Crédit photo : David Mendoza Hélaine

Nouvelle création de L'Apex, «Aime-moi parce que rien n’arrive» emprunte à Strindberg les personnages de «Mademoiselle Julie», pièce des plus renommées chez ce dramaturge suédois. Si la trame narrative suit de près la version originale, l’autrice et metteure en scène Gabrielle Ferron aura su adapter et actualiser avec pertinence et finesse les questions de lutte des classes et d’a priori face aux genres qui logent au coeur de l’oeuvre.


Soirée au chalet familial. Julie, 24 ans, maîtresse des lieux par affiliation, se déchaîne par la danse, l’alcool et l’excès en général. Du haut de ses privilèges physiques et matériels, elle s’active pour créer des liens avec les employé.es qui travaillent pour la compagnie de son père. Malgré sa position d’autorité, elle semble chercher une forme d’approbation et de reconnaissance auprès de Christine et Jean, dont les rôles sont attribués par un tirage au sort représentation après représentation.

Cette variation aléatoire ajoute au projet théâtral un aspect performatif ancré dans la réflexion relative au genre, puisque d’une fois à l’autre, l’un.e peut jouer le ou la fiancé.e alors que l’autre jouera l’amant.e.

Pile, face et la reine

Ariane Bellavance-Fafard est saisissante dans son interprétation de Julie version 21e siècle. À la fois femme, enfant et femme fatale, elle a toutes les moues et les manières à sa disposition pour réclamer et obtenir. Désinvolte, cavalière, pleine d’assurance et en même temps si vulnérable, elle incarne sans doute avec toutes les nuances requises ce caractère tiraillé typiquement moderne que voulait déjà dépeindre Strindberg à son époque.

Catherine Côté, quant à elle, joue une Christine (fiancée lors de la première) droite, intègre et qui ne cherche aucunement à se poser en rivale de Julie. C’est sans doute pour cela qu’elle apparaît si forte.
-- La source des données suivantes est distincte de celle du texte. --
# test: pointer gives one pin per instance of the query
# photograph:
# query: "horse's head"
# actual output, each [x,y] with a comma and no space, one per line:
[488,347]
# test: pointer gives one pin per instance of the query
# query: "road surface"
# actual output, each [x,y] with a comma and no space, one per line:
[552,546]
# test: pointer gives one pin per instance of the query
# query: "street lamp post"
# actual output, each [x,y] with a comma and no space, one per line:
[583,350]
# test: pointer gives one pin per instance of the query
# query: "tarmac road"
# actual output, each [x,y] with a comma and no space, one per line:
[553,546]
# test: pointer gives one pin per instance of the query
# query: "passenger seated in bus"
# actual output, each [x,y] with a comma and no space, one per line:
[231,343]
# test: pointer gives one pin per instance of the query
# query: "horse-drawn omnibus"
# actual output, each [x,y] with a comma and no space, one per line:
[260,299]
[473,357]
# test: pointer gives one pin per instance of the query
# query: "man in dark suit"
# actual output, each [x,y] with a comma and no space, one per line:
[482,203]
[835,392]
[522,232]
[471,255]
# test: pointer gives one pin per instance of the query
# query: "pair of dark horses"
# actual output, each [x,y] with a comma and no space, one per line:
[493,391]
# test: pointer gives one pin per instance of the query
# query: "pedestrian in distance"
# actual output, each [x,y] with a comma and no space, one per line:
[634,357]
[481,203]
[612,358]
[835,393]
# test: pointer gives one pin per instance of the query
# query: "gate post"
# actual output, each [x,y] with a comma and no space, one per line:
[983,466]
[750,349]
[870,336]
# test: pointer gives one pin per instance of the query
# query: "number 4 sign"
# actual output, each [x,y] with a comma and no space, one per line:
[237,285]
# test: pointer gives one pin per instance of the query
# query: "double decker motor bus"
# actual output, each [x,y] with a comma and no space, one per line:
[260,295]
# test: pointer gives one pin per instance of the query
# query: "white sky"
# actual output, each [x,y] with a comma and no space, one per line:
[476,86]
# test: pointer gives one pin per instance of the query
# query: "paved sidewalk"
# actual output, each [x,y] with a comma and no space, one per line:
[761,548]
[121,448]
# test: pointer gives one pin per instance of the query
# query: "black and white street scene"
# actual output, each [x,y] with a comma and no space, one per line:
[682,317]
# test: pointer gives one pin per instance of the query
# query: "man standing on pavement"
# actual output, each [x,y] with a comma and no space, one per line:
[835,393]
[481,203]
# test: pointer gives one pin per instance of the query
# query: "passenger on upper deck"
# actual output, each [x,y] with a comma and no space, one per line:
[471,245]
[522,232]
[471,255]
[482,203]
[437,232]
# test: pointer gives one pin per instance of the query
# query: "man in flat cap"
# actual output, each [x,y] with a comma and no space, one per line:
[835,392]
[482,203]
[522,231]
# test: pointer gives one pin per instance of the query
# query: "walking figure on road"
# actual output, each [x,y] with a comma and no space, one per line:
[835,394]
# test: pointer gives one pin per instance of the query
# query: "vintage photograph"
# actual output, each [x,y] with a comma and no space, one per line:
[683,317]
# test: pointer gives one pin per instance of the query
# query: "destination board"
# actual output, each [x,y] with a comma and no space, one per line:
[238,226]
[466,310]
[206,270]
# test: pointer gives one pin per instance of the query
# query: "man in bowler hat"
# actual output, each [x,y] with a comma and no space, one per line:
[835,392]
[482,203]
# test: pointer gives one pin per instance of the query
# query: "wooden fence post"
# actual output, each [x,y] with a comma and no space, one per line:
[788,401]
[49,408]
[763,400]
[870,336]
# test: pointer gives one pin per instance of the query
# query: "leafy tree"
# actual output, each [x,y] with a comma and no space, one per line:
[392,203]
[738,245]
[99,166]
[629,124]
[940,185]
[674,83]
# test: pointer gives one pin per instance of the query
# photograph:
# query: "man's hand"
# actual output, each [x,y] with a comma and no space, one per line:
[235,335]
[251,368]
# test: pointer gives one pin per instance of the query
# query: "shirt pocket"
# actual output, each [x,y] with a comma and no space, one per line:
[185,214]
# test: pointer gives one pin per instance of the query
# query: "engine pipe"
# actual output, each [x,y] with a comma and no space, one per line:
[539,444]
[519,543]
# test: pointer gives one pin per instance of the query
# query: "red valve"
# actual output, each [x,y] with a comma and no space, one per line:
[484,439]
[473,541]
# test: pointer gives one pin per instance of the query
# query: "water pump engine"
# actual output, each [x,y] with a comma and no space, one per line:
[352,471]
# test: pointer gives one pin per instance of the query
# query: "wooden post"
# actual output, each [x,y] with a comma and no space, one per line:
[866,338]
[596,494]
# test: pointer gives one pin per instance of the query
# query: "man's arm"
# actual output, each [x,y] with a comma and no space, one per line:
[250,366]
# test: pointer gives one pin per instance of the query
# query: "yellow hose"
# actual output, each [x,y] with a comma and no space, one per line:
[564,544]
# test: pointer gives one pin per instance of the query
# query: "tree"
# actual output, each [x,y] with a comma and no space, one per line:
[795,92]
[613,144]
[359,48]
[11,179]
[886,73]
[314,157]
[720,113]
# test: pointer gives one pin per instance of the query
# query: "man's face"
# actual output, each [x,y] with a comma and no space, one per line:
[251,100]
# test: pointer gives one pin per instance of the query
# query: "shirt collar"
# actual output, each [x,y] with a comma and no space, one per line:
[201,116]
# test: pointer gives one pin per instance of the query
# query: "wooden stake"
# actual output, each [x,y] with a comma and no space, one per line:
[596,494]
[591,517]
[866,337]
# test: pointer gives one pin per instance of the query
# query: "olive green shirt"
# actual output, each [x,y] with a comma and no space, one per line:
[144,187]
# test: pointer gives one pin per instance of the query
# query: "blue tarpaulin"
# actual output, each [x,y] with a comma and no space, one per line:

Nous sommes amené.es à la regarder sous différents angles en fonction du comportement ou des commentaires de Julie et de Jean (par ailleurs désigné comme le «chum» de Christine).

Que cette figure – ici féminine – soit moindrement humiliée ou effacée par abnégation, elle affiche au final une constance et un équilibre que les deux autres personnages n’ont pas – peut-être, car ceux-ci cherchent à se prouver un peu trop en fonction des autres. Tant mieux, puisque le contraste marque l’importance d’avoir un trio sur scène.

aime-moi-parce-que-rien-n'arrive-photo-premier-acte

Ariane Bellavance-Fafard dans le rôle de Julie. Photo: Tous droits réservés @ Premier Acte

De son côté, Gabriel Fournier procure à Jean (amant lors de la première) ce qu’il faut d’un tempérament ambitieux et résolu à se donner les moyens d’accéder à des strates sociales plus élevées. Et pourtant, on sent bien qu’il se sent coincé dans un entre-deux, entre l’origine qui le conditionne au bas étage des non-privilégié.es et la possibilité d’un nouveau poste de direction.

S’il en vient à changer d’attitude, on peut sans doute le comprendre, mais à condition d’admettre que l’instinct de survie peut agir au détriment de l’empathie et de la bienveillance. Et c’est ce qui constitue en bonne partie l’objet de cette pièce: se débattre pour exister entièrement et correspondre réellement à l’idée que l’on se fait de soi-même.

Moderniser le théâtre

Un des soucis d’August Strindberg était de moderniser le théâtre, c’est-à-dire le faire évoluer de sorte que le spectateur ne puisse relâcher son attention. Ainsi, au lieu de respecter la séparation traditionnelle en actes d’une pièce, il aura opté pour une juxtaposition continue des différents tableaux.

On retrouve ce procédé dans la mise en scène de Gabrielle Ferron. En effet, les scènes se caractérisent par des séquences assez longues, et les transitions se font subtilement avec le départ d’un personnage anticipé par l’arrivée d’un autre. Le plateau est rarement vide de présence.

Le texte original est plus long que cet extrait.